Limbs tottering, Tek fell in behind Jah-lila, already climbing the steep hillside through the dark and barren trees.

The cave was deliciously warm. The narrow entryway turned back upon itself, kept out the wind and snow. Sunlight, too, faltered—but the grotto was not dark, for the upper walls and ceiling of the interior were covered with tier upon tier of fan shaped lichens and mushrooms. They glowed in luminous blues and reds, soft yellows, pale mauves—here and there a faint, brassy green. They emitted warmth as well as light. Shivering, Tek stared. She had forgotten the ghostlight of her mother’s grotto.

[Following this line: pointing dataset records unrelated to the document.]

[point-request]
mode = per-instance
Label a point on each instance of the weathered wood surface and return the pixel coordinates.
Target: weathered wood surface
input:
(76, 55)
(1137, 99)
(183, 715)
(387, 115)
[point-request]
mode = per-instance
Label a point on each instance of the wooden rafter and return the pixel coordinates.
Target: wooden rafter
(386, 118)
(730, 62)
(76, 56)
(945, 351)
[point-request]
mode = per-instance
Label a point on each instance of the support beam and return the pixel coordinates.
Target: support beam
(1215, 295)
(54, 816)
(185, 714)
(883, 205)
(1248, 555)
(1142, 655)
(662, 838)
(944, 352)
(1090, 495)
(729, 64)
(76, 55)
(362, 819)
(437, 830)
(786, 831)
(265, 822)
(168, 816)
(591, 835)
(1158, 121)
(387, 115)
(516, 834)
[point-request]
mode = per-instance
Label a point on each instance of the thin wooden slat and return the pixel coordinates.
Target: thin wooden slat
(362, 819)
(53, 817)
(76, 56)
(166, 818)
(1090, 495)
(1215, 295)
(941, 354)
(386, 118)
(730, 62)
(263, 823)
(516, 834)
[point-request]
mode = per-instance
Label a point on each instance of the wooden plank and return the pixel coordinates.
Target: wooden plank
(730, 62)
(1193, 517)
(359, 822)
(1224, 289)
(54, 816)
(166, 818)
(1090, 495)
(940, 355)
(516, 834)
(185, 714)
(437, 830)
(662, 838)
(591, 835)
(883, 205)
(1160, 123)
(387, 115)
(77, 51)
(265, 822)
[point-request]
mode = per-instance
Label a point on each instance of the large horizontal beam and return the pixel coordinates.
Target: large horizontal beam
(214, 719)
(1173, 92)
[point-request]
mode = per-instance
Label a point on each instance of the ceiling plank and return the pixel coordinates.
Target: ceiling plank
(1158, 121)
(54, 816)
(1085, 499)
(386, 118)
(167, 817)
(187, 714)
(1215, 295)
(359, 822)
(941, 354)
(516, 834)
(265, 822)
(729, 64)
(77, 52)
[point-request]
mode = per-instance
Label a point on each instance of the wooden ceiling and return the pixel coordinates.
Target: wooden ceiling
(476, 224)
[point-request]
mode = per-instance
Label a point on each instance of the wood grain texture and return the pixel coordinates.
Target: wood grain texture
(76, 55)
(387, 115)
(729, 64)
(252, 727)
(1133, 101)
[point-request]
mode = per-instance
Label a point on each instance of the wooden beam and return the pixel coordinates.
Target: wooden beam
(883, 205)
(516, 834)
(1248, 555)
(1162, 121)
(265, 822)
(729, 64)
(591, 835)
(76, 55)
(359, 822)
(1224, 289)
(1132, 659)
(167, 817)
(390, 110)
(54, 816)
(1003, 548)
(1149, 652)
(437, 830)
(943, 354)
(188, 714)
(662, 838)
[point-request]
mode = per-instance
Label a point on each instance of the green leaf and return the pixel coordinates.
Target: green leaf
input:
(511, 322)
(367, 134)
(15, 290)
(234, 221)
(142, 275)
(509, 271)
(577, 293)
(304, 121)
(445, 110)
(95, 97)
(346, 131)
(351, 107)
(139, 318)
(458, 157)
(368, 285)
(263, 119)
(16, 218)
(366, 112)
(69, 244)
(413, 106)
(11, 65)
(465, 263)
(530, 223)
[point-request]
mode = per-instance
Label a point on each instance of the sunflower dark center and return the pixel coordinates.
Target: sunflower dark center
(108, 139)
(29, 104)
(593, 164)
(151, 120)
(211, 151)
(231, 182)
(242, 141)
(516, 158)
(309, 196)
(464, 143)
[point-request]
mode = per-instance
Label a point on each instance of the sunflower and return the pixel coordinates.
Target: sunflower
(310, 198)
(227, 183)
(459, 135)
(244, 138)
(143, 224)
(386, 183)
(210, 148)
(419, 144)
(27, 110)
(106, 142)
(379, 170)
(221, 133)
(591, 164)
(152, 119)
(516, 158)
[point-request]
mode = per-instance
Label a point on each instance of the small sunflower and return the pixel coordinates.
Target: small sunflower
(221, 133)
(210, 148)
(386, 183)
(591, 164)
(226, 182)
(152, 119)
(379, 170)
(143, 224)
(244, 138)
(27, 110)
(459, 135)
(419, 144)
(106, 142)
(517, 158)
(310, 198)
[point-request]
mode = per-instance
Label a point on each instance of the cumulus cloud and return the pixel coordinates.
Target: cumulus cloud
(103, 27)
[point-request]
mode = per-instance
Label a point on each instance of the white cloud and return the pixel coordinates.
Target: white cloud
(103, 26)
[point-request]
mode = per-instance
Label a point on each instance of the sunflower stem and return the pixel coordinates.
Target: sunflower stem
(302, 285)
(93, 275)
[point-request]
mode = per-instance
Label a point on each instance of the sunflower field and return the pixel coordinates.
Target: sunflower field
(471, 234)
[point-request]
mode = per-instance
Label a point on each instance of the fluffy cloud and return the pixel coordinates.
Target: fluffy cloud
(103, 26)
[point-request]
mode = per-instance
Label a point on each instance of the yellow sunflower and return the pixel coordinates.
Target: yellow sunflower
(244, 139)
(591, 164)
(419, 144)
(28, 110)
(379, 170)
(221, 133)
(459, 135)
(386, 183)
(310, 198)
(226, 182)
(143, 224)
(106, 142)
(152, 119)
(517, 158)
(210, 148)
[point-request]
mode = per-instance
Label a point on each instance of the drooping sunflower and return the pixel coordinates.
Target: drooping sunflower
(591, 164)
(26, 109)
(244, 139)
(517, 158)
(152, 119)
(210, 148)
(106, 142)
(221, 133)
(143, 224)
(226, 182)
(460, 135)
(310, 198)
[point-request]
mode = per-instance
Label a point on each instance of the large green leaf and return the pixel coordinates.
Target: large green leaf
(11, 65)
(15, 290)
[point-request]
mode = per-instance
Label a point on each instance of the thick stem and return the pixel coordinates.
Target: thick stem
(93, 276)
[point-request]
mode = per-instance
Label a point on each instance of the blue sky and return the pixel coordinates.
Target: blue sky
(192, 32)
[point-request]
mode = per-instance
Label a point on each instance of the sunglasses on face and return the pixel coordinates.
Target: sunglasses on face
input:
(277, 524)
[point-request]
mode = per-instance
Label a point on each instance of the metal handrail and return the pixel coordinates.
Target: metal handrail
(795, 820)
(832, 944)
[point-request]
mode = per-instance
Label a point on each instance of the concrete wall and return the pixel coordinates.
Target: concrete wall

A huge heap of fragrant, dried grass occupied half the cave. The pied mare blinked, dumbstruck. How had such a vast store found its way here? The most any unicorn might carry was a mouthful at a time. Surely the grotto contained enough fodder for a dozen unicorns to feast the winter through without ever needing to venture outside for forage. How had Jah-lila acquired it all?
Exhausted, Tek shook her head. More than a day and a night had passed since she had last known food or sleep. She heard Jah-lila stamping in the entryway, shaking the snow from her pelt. A moment later, the Red Mare rounded the turn. In smaller alcoves adjoining the grotto’s grass-filled main chamber other provender lay: bark and berries, spruce boughs, roots, seedpods, and nuts. Their tang made the pied mare’s knotted stomach burn. “Lie down, my child,” her dam bade her.
Tek’s legs buckled like shafts of old, dead wood. Her cold-locked muscles ached in the musty warmth of the cave. She had forgotten to shake off in the entryway, felt the snow on her beginning to melt. Lying down beside her, her dam passed a warm, rough tongue over Tek’s shaggy coat, stroking her dry.
The pied mare closed her eyes. Her mother had changed little in the years since Tek had last seen her—coat still a brilliant mallow red such as no other unicorn possessed. Much about her mother set her apart, the healer’s daughter mused. Jah-lila’s black mane stood upright along her neck instead of falling silky to one side. Long, silken strands sprouted the whole length of her tail, not just at the end. Hers were a beardless chin, untasseled ears, and fetlocks unfringed with feathery down.
But most of all, Jah-lila’s black hooves set her apart. They were oddly round: solid and uncloven, not like Tek’s own split hooves—not like the divided hooves of other unicorns. It was those hooves Tek remembered best from her fillyhood. She had never realized how unique they were until she had followed her mother to the Vale and first seen the cloven heels and bearded chins, tasseled ears, fly-whisk tails, and fringed fetlocks of others of the herd.